The Institute of International Finance (IIF) has raised concerns over Pakistan’s economic recovery, noting that while progress has been made, the country’s path to sustainable growth remains uncertain due to the absence of bold reforms.
In its latest report, the IIF stated that Pakistan’s economic recovery has outperformed expectations, yet key structural issues—particularly in tax reform, privatisation, and the energy sector—remain unresolved. The report warned that without comprehensive structural reforms, including addressing the circular debt issue, the recent economic gains may not be sustained.
While inflation has decreased significantly, allowing the State Bank of Pakistan (SBP) to cut its policy rate to 11% since June 2024, and Pakistan achieved its first current account surplus since FY11, the IIF cautioned that Pakistan’s long-term economic outlook remains vulnerable. The country recorded a primary balance surplus of 2.4% of GDP in FY25, the highest in over two decades, contributing to improved credit ratings and sustained multilateral support.
Despite these positive developments, geopolitical tensions, both regional and global, along with domestic political instability, continue to pose risks. The relationship between Pakistan’s military establishment and the opposition party PTI remains strained, contributing to ongoing uncertainty.
The IIF emphasized that while fiscal and external buffers have provided short-term relief, they remain limited. Although Pakistan’s reserve assets have increased by $5 billion, providing 2.4 months of import coverage, the country’s public sector debt remains high at around 67% of GDP.
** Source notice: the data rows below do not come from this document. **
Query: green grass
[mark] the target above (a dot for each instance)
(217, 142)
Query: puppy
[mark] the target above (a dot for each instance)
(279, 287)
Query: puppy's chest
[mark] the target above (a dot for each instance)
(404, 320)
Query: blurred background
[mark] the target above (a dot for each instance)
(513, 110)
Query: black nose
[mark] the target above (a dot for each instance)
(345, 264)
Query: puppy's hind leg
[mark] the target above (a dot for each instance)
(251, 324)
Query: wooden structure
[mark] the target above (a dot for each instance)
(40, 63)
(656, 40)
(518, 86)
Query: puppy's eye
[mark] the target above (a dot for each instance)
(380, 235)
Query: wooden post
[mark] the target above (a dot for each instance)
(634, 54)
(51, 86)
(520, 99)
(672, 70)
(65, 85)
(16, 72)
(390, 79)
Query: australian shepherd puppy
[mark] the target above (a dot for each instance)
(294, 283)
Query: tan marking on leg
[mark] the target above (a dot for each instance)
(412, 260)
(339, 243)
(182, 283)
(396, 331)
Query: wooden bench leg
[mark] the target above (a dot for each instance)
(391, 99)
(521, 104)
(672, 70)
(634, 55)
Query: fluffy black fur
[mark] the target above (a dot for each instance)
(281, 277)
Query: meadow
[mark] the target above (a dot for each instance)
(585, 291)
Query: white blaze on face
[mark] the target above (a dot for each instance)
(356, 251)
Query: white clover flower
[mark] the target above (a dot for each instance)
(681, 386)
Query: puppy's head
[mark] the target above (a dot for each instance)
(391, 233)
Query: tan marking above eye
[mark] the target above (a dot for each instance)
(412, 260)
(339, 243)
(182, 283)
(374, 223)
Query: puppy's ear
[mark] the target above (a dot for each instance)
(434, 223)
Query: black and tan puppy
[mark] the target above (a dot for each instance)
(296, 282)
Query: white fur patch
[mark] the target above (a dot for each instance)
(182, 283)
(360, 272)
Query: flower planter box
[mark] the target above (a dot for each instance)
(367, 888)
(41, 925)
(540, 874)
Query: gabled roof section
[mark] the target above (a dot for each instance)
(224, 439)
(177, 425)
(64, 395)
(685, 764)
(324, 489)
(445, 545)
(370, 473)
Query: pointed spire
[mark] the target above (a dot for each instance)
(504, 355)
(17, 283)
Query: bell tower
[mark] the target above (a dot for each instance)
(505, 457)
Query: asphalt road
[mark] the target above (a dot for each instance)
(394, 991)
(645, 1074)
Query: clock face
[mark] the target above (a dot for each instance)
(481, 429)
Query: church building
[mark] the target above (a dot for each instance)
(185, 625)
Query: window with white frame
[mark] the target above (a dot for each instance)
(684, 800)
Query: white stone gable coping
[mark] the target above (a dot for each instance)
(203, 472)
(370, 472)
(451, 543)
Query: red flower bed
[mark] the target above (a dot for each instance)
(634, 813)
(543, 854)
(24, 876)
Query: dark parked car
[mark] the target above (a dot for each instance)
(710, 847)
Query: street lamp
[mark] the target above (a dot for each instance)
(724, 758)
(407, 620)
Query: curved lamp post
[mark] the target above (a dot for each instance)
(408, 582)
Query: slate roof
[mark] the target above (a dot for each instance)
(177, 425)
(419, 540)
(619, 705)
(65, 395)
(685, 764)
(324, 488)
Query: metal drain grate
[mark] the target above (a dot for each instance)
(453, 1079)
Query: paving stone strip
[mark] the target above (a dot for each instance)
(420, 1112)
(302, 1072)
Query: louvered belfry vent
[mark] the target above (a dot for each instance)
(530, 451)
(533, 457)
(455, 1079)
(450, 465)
The IIF also discussed the recently signed trade agreement with the United States, predicting that it could provide modest support to Pakistan’s textile industry. However, agriculture, which accounts for nearly a quarter of Pakistan’s GDP and employs 40% of the workforce, is likely to continue facing challenges. The kharif season, affecting key crops like rice, sugarcane, and cotton, has been disrupted by water shortages and heavy monsoon rains, potentially impacting harvests.
Additionally, the country has experienced flash floods, exacerbating economic challenges, including the impact on growth and fiscal and external balances. While inflation has improved, the floods have driven up food prices, contributing to a 2.9% month-on-month increase in headline inflation in July. Core inflation remains sticky, hovering around 7% in urban areas and 8% in rural regions. Energy price adjustments and new tax measures are expected to keep inflation high in the near term.
On the external front, the IIF forecasts that Pakistan’s current account deficit will remain modest, around 0.5% of GDP, as imports normalise. Exports are likely to depend on the progress of the US-Pakistan trade deal, though the IIF remains cautious about its impact on export growth.
Despite fiscal improvements, the IIF warned that the country’s fiscal deficit could face challenges. Though the deficit narrowed to 5.4% of GDP in FY25 and revenues grew by 35.6%, much of this growth came from one-off factors, such as record profits from the SBP. The Federal Board of Revenue (FBR) fell short of its target by 1% of GDP, and the tax-to-GDP ratio remains stuck at around 10%.
The IIF expressed concerns that the ambitious fiscal targets for FY26, including a 3.9% deficit and 2.4% primary surplus, may be difficult to meet given the high tax burden on the formal sector and the exclusion of the retail sector from the tax net. The reliance on domestic financing also remains a concern, and the IIF warned that fiscal performance will be a critical factor in the success of Pakistan’s IMF programme.